In the present study, a tightly controlled, reproducible experimental setup was applied to expose maize seedlings to water deficit conditions. Young seedlings were grown in paper rolls soaked with polyethylene glycol (PEG) solutions. Previously, it was demonstrated that PEG treatment is an effective way to simulate drought stress conditions occurring in drying soil . Water potentials of -0.2 MPa and -0.8 MPa were used for mild and severe water deficit treatments, respectively. At -0.2 MPa root growth is not or only slightly affected while shoot growth is reduced by half . The lower water potential of -0.8 MPa completely inhibits elongation of maize shoots and leaves while roots continue to elongate consistently [9, 25, 26]. This maintenance of root growth in drying soil is beneficial to plants as they can reach deeper water resources. As top soil layers are prone to drying, it is particularly important for seedlings to adapt to low water potentials . Although maize is most susceptible to drought stress during the flowering period , drought conditions during the seedling stage can negatively affect its yield .
To gain a better understanding of the early molecular responses to water deficit we utilized an RNA-Seq approach and compared the root transcriptomes of stressed and control maize seedlings. Seedlings were subjected to mild and severe water deficit conditions for 6 h and 24 h. The overall goal of this study was to identify a set of genes involved in initial water deficit responses in maize primary roots. Furthermore, application of mild and severe water deficit conditions at two time points aimed at detecting specifically and commonly regulated genes across treatment intensities and time. This data set will be a resource for future genetic analyses of candidate genes involved in water deficit response in young maize primary roots.
Characterization of water deficit treatment and phenotypic responses
To analyze phenotypic stress responses, primary root length was measured before and after treatment (Figure 1B). Short-term water deficit did not affect root elongation significantly. On average roots elongated 0.75 cm in 6 h. Similarly, after 24 h of water deficit treatment no differences of root growth between control and mildly stressed seedlings were observed (2.5 cm). However, severe water deficit significantly reduced root elongation (1.8 cm in 24 h) by almost 30% (p <0.001).
RNA sequencing and mapping of maize primary root transcriptomes
To identify genes responsive to water deficit in young maize primary roots, global gene expression was surveyed by Illumina RNA-Seq. On average, the RNA-Seq experiments yielded between 20 and 34 million reads per sample. The raw sequencing data has been deposited at the NCBI sequencing read archive (SRA, , Accession: SRP032921).
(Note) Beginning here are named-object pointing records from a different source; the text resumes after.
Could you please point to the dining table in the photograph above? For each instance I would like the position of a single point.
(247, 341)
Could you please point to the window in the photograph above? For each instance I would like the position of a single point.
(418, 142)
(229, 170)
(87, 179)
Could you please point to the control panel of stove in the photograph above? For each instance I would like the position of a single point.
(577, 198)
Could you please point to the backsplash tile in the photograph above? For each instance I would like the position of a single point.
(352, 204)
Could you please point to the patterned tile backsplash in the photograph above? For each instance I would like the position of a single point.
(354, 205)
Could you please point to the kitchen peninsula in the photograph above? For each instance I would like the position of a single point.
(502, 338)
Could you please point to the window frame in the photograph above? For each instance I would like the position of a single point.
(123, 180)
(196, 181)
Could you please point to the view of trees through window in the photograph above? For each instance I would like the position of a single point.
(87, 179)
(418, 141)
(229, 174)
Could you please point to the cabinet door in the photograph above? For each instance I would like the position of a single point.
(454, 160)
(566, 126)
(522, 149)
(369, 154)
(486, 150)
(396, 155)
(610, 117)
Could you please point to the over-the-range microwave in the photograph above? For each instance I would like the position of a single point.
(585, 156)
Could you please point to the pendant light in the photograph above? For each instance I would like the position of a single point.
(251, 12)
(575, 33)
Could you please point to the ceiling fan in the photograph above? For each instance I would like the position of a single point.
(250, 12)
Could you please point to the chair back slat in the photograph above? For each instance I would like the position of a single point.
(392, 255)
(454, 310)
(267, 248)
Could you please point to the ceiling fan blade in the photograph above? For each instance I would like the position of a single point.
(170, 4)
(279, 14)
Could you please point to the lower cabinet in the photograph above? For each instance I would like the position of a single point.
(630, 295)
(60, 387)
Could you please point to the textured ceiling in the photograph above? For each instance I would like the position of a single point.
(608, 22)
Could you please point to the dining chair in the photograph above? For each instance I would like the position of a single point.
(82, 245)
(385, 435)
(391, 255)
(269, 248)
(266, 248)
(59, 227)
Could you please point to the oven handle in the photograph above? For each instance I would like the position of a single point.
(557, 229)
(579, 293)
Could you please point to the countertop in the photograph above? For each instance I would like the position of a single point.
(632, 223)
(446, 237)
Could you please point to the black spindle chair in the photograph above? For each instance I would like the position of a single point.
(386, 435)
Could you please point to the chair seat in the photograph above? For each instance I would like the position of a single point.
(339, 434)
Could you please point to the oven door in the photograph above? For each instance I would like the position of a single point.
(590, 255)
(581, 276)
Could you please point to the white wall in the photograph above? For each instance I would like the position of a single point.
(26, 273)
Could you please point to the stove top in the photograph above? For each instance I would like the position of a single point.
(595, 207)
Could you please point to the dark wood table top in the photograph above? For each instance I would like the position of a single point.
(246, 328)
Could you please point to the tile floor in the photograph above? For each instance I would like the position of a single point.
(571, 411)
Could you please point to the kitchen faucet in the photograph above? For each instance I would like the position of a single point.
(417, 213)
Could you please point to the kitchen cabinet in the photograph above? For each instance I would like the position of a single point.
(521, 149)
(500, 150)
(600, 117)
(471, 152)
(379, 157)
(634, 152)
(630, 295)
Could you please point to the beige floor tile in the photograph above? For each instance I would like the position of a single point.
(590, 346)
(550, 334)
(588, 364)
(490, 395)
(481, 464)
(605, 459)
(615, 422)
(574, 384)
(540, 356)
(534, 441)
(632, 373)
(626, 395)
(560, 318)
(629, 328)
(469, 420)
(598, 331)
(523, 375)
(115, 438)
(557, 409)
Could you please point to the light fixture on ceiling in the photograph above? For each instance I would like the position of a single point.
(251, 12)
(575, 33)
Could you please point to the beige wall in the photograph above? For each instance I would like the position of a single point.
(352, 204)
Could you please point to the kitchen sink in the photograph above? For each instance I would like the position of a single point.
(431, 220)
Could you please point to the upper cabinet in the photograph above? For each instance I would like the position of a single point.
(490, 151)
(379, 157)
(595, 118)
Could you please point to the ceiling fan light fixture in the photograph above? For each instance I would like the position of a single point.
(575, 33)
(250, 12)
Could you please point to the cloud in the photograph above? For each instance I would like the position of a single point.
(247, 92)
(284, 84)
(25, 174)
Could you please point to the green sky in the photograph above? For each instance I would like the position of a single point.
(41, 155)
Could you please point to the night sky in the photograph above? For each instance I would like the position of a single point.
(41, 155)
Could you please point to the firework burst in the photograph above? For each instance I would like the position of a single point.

Among all reads, 83 to 90% mapped to unique positions in the maize reference genome (ZmB73_RefGen_v2; Additional file 1). After removal of redundant reads sharing the same start and end coordinate, sequencing direction, and sequence (“stacked reads”), 76 to 78% of the remaining reads mapped uniquely to the “filtered gene set” (FGSv2, release 5b.60; Additional file 1), a set of 39,656 high confidence gene models predicted by a combination of evidence-based and ab initio approaches followed by stringent TE filtering [21, 22]. A gene was declared expressed if a minimum of five reads mapped in all four replicates of a sample. As a result, 25,570 genes (64%) of the FGSv2 were expressed in at least one of the experimental conditions. A complete list of expressed genes with normalized expression values is provided in Additional file 2.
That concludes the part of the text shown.